Editorial: Protocolo absurdo

quinta-feira, 20 de março de 2008 às 10:09

São Paulo, 20/03/2008 – O editorial “Protocolo absurdo” foi publicado na edição de hoje (20) do jornal O Estado de S. Paulo:

“Numa iniciativa no mínimo despudorada, o governo de Mato Grosso e a cúpula do Judiciário estadual firmaram um protocolo por meio do qual a instituição passou a receber 20% sobre “o valor total das execuções efetivamente convertidas em receita aos cofres públicos”. Proposto pela Secretaria da Fazenda, o acordo foi assinado em 2003 pelo governador Blairo Maggi (PR) e pelo então presidente do Tribunal de Justiça (TJ) de Mato Grosso, desembargador José Ferreira Leite, e esteve em vigor até a semana passada, quando, denunciado pelo jornal Folha de S.Paulo, foi cancelado.

Pelo protocolo, o TJ se comprometeu a orientar os juízes mato-grossenses a dar “máxima atenção possível” aos processos abertos pelo governo estadual contra contribuintes, “especialmente nas ações executivas fiscais de maior valor”. Com essa medida, a Secretaria da Fazenda esperava elevar a arrecadação, repassando parte do aumento ao Judiciário. O problema é que o protocolo tornou a Justiça parte interessada nas ações fiscais, comprometendo a isenção da instituição e pondo sob “suspeição genérica” a magistratura estadual, como afirma a OAB.

Ao julgar uma ação fiscal o juiz, evidentemente, pode dar ganho de causa a qualquer das partes - autoridades fazendárias ou contribuintes. O direito ao repasse de 20% do valor total das execuções fiscais convertidas em receita, previsto pelo acordo entre o Executivo e o Judiciário, seria assim um “estímulo” para que a magistratura decidisse contra o contribuinte.

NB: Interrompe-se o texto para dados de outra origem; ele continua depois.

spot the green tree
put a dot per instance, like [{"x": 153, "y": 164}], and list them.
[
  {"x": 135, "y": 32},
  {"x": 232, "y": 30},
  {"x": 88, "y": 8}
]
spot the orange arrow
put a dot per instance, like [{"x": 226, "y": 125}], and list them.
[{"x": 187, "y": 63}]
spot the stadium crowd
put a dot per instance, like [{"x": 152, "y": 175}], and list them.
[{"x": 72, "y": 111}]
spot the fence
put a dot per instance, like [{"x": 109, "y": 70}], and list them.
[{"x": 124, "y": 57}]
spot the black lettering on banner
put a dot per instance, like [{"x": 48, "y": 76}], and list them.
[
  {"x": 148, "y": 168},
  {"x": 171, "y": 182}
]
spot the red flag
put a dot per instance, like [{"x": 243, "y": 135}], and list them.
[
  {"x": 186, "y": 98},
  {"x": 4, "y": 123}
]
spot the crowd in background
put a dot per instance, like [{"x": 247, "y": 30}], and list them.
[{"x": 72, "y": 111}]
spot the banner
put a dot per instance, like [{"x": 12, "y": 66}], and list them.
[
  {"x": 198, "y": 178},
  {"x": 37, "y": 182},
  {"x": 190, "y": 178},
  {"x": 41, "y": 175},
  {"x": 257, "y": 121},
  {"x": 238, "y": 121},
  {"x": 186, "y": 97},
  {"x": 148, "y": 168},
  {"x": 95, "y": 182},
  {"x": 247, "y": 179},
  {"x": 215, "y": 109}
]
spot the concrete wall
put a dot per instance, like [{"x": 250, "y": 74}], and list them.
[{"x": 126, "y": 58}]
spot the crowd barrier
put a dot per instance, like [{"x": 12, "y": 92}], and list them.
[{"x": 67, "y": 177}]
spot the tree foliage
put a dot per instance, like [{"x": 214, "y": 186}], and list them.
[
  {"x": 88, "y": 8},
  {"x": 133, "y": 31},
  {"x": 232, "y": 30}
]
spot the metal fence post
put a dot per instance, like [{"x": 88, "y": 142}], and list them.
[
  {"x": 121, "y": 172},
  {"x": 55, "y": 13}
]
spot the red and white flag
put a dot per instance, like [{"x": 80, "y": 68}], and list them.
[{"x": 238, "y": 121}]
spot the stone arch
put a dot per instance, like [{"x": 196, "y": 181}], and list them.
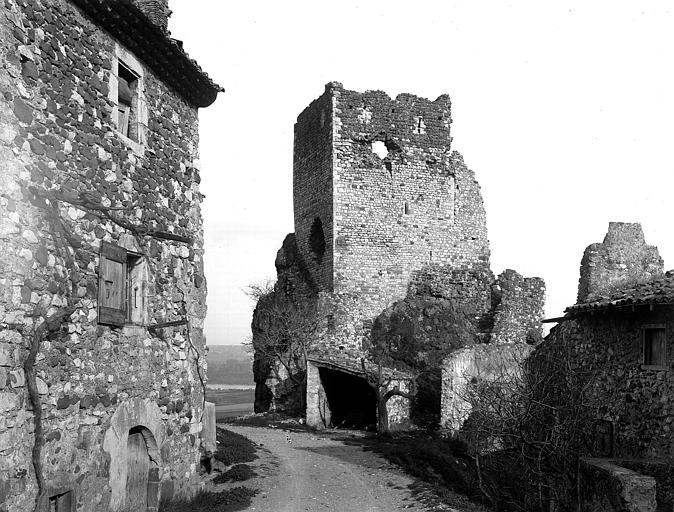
[
  {"x": 135, "y": 426},
  {"x": 317, "y": 243}
]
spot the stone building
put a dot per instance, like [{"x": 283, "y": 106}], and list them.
[
  {"x": 102, "y": 290},
  {"x": 384, "y": 210},
  {"x": 619, "y": 338}
]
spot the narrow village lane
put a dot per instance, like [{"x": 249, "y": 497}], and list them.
[{"x": 310, "y": 473}]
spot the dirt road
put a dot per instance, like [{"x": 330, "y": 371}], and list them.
[{"x": 302, "y": 472}]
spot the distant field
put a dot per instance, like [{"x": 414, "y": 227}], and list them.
[{"x": 231, "y": 402}]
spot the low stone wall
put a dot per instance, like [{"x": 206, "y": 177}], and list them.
[
  {"x": 606, "y": 487},
  {"x": 663, "y": 472},
  {"x": 621, "y": 260},
  {"x": 518, "y": 315},
  {"x": 479, "y": 362}
]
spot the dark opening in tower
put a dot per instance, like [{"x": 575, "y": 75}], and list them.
[{"x": 317, "y": 240}]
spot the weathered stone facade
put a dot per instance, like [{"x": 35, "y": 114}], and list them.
[
  {"x": 385, "y": 212},
  {"x": 620, "y": 341},
  {"x": 101, "y": 246},
  {"x": 621, "y": 260}
]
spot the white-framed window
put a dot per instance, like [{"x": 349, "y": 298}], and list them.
[
  {"x": 127, "y": 94},
  {"x": 122, "y": 286}
]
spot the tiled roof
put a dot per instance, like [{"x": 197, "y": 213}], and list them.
[
  {"x": 658, "y": 291},
  {"x": 164, "y": 55}
]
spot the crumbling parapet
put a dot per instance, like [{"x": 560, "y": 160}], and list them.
[
  {"x": 604, "y": 486},
  {"x": 519, "y": 314},
  {"x": 622, "y": 259},
  {"x": 366, "y": 217}
]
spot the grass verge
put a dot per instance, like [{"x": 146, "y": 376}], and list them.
[
  {"x": 238, "y": 473},
  {"x": 233, "y": 448}
]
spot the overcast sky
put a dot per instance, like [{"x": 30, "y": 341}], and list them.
[{"x": 564, "y": 110}]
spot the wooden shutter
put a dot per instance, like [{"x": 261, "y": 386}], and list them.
[
  {"x": 112, "y": 285},
  {"x": 655, "y": 347}
]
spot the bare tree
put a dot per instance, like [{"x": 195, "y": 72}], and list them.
[
  {"x": 284, "y": 329},
  {"x": 531, "y": 425}
]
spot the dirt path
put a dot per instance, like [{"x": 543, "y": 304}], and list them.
[{"x": 318, "y": 474}]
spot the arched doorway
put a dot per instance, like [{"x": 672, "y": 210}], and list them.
[
  {"x": 140, "y": 494},
  {"x": 134, "y": 442}
]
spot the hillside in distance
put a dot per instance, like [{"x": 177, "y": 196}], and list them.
[{"x": 229, "y": 364}]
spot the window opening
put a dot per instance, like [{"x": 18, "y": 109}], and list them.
[
  {"x": 604, "y": 438},
  {"x": 655, "y": 347},
  {"x": 127, "y": 104},
  {"x": 61, "y": 502},
  {"x": 317, "y": 240}
]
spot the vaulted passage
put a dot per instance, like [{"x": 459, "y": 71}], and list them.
[{"x": 351, "y": 400}]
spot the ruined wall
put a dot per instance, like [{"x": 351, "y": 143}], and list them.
[
  {"x": 519, "y": 314},
  {"x": 383, "y": 216},
  {"x": 607, "y": 487},
  {"x": 621, "y": 260},
  {"x": 635, "y": 399},
  {"x": 69, "y": 181}
]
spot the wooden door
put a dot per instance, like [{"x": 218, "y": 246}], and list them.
[{"x": 137, "y": 473}]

Para avaliar a força desse “estímulo”, basta ler dois ofícios encaminhados aos juízes de Mato Grosso pela Corregedoria-Geral de Justiça. No primeiro, datado de novembro de 2007, o órgão deu o prazo de 60 dias para que os magistrados avaliassem os processos de cobrança arquivados nos dois anos anteriores, a fim de apurar os valores “a que o Judiciário teria direito”, nos termos do protocolo. No segundo ofício, expedido no mesmo mês, o órgão pediu que os processos listados seguissem “rumo à solução final, qualquer que seja o resultado” e deu seis meses de prazo para que as comarcas informassem “em quantos deles houve pagamento ou parcelamento da(s) dívida(s), assim como os respectivos valores”.

Em resposta às duras críticas ao protocolo, o governo e o Judiciário estaduais invocaram argumentos “de ordem financeira” que são - não se pode deixar por menos - um verdadeiro primor de desfaçatez. Por causa da extensão do Estado, diz o corregedor-geral de Justiça, desembargador Orlando de Almeida Perri, os recursos de que o Judiciário dispõe para custear diligências dos oficiais de Justiça são insuficientes.“Estas viagens custam dinheiro. Na época em que foi firmado o protocolo, estabeleceu-se a porcentagem porque não se sabia quais eram os valores a repassar. Foi a maneira que se encontrou para enfrentar o problema”, afirma o corregedor.

“Nosso território é muito grande e, por falta de recursos para as diligências, as ações estavam paralisadas. O TJ faz parte do Estado. E os recursos vão para o Poder Judiciário, não para os juízes. O repasse não compromete a independência das decisões”, diz o procurador-geral do Estado, José Virgílio do Nascimento. As autoridades estaduais também alegaram que essa foi a forma encontrada para custear a assistência judicial gratuita. “A gratuidade beneficia 70% dos processos que tramitam na Justiça de Mato Grosso”, diz o corregedor-geral de Justiça.

Por maior que seja a carência de recursos da Justiça mato-grossense, nada justifica a medida adotada para aumentá-los. Ainda que não se possa suspeitar de que os 20% de “participação nos lucros da Fazenda mato-grossense” beneficiem diretamente o juiz que dá a sentença, é claro que o interesse da corporação pode influenciar sua decisão. Por isso, o protocolo, nos termos em que foi assinado, maculou a imagem de isenção e independência da instituição - um fato tão grave que levou a OAB a cogitar de pedir intervenção na Justiça e no governo estaduais. Além disso, tivesse o acordo um mínimo de base moral e legal, a Justiça não o teria cancelado assim que foi divulgado pela mídia.”